European Stranglehold Over the IMF Has Become a Curse
Here is the opening from this interesting article from Ambrose Evans-Pritchard for The Telegraph:
The International Monetary Fund seems cursed. One managing-director embroiled in scandal is perhaps unlucky: to suffer three in a row starts to look serious.
First it was the Spaniard Rodrigo Rato, now awaiting trial for embezzlement for allegedly running a "corrupt system" at the helm of Bankia.
Then it was France’s Dominique Strauss-Kahn, accused of louche conduct in a New York hotel room.
Now it is the turn of Christine Lagarde, inheritor of the French fief and today convicted of criminal negligence by a top French court in a case that has strange whiffs of political chicanery.
The guilty verdict certainly calls into question her full fitness to lead a financial superpower with resources of $668bn, and vice-regal dominion over whole countries and societies.

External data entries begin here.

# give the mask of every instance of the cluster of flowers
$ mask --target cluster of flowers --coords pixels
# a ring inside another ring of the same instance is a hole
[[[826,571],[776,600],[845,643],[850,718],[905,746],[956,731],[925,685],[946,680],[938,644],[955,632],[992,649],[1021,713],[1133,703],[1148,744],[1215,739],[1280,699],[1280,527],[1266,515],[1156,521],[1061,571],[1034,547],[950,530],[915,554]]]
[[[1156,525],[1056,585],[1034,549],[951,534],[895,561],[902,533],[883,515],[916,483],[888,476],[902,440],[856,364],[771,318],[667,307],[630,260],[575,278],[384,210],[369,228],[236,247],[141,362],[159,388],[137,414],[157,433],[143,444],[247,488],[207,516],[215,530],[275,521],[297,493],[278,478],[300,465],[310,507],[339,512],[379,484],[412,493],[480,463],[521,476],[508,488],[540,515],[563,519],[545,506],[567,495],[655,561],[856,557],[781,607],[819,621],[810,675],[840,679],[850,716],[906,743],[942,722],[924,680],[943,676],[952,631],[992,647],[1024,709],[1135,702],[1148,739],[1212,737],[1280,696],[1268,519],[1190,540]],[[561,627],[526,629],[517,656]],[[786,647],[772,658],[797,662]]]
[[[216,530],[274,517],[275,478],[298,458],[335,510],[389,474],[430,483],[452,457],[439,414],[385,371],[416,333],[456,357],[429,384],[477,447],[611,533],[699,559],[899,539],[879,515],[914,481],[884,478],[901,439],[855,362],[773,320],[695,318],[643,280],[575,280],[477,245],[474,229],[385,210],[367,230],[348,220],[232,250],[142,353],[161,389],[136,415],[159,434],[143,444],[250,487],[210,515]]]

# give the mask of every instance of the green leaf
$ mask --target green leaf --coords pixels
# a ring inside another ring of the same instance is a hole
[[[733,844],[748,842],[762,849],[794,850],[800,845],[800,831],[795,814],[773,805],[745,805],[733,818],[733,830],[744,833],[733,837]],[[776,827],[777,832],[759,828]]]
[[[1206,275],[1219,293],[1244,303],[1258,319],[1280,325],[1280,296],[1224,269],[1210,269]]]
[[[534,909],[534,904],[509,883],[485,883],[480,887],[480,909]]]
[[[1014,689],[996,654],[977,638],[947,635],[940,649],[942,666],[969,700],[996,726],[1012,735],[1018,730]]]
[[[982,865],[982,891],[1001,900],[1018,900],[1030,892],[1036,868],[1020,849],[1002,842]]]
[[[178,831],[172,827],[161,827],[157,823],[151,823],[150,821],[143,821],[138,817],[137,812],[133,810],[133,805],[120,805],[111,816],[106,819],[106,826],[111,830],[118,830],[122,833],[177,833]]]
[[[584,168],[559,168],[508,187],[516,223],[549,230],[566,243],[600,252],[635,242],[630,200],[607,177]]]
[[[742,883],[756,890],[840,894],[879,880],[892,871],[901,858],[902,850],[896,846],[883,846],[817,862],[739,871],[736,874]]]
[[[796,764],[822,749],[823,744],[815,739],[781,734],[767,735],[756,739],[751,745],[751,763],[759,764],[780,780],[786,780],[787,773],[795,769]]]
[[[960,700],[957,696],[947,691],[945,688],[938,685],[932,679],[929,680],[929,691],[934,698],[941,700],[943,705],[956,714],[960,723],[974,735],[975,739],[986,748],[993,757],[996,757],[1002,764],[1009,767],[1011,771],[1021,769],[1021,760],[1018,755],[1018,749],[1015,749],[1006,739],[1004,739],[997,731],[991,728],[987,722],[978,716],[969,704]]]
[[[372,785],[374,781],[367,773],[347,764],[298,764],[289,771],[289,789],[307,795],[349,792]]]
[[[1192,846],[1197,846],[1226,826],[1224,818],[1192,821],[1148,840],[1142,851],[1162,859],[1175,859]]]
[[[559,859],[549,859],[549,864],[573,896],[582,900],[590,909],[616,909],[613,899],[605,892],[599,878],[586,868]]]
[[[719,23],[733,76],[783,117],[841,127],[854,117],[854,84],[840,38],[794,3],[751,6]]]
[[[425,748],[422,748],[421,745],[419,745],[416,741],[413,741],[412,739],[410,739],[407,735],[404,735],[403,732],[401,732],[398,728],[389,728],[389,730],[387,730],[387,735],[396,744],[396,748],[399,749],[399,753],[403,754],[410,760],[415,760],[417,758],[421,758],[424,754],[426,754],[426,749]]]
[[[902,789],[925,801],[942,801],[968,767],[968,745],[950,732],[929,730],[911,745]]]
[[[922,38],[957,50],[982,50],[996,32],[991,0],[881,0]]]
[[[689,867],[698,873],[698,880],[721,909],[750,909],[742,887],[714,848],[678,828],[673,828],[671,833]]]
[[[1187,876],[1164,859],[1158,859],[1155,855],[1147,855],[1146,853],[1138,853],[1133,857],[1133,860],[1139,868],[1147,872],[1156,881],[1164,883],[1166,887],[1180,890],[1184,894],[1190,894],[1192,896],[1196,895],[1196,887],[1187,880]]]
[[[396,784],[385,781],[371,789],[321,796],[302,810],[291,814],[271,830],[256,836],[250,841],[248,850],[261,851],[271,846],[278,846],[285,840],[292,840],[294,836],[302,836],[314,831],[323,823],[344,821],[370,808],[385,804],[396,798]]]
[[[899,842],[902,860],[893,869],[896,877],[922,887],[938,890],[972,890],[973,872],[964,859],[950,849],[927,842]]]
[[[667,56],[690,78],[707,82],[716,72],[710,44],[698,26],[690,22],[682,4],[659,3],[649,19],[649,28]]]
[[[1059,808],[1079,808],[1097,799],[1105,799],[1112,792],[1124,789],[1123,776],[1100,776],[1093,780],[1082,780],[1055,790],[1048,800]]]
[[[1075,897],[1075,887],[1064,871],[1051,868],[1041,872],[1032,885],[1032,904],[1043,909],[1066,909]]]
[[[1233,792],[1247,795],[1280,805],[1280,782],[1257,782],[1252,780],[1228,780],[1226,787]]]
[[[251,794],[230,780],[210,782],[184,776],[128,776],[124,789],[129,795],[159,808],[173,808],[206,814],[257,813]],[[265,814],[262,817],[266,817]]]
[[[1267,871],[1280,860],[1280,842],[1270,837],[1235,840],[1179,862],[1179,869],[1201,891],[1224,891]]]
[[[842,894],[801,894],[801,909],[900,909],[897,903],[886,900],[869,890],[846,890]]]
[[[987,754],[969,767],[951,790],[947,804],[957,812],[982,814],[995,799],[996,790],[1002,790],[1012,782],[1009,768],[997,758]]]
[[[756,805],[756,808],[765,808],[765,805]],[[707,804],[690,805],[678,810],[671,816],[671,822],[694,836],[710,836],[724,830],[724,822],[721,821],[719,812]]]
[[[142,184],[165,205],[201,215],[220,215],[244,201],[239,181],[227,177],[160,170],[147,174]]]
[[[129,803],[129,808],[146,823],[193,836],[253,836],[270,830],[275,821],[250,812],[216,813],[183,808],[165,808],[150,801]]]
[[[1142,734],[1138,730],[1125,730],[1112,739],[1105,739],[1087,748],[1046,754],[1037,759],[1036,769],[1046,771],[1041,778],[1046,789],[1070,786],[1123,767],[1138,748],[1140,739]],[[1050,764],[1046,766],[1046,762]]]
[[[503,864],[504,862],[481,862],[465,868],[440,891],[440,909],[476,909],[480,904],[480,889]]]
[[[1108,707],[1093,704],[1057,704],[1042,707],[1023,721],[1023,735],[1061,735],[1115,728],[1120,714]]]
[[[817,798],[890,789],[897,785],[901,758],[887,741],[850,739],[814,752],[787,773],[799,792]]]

All three are European, the only race able to compete for the post under the Bretton Woods carve-up that has prevailed since the end of the Second World War. The fact that this has led to trouble is not accidental.
“European politics has become very corrupt. It is almost inevitable that the European system will throw up people who have done something that will later be construed as having crossed the line, and who are therefore tainted,” said Ashoka Mody, the IMF’s former deputy-director for Europe.
“My reading is that Europe is in very long-term decline from political and economic pre-eminence, and there is a great temptation to cut corners as they try to face these challenges,” he said.
This European stranglehold over the Fund is now over. It is inconceivable that the next IMF chief will be chosen in the old cosy way.
The Asian powers will not tolerate it any longer. If nothing is done they will walk away from the Fund entirely and create their own financial structures, probably revolving around China.
The Fund mishandled the East Asia crisis in 1998, imposing fiscal retrenchment that went far beyond the therapeutic dose, and dished out the same medicine to countries as starkly different as Korea and Indonesia.
It was bad economic science. Asia’s rising powers concluded that the IMF system was stacked against them. The Class of 1998 turned instead to “self-insurance” by building up such vast foreign reserves that they would never again be at the mercy of the Fund.
This accumulation of excess savings led to the pre-Lehman capital glut and is a key reason why the world economy has been so far out of kilter for the last fifteen years, ending in a global liquidity trap.
When the European crisis blew up, the Fund was suddenly all too willing to bail out countries - and on terms that were not available for the Asians, or the Latin Americans before them. The IMF was in effect hijacked by its European masters for a series of rescues that used up 80pc of its total lending between 2011 and 2014.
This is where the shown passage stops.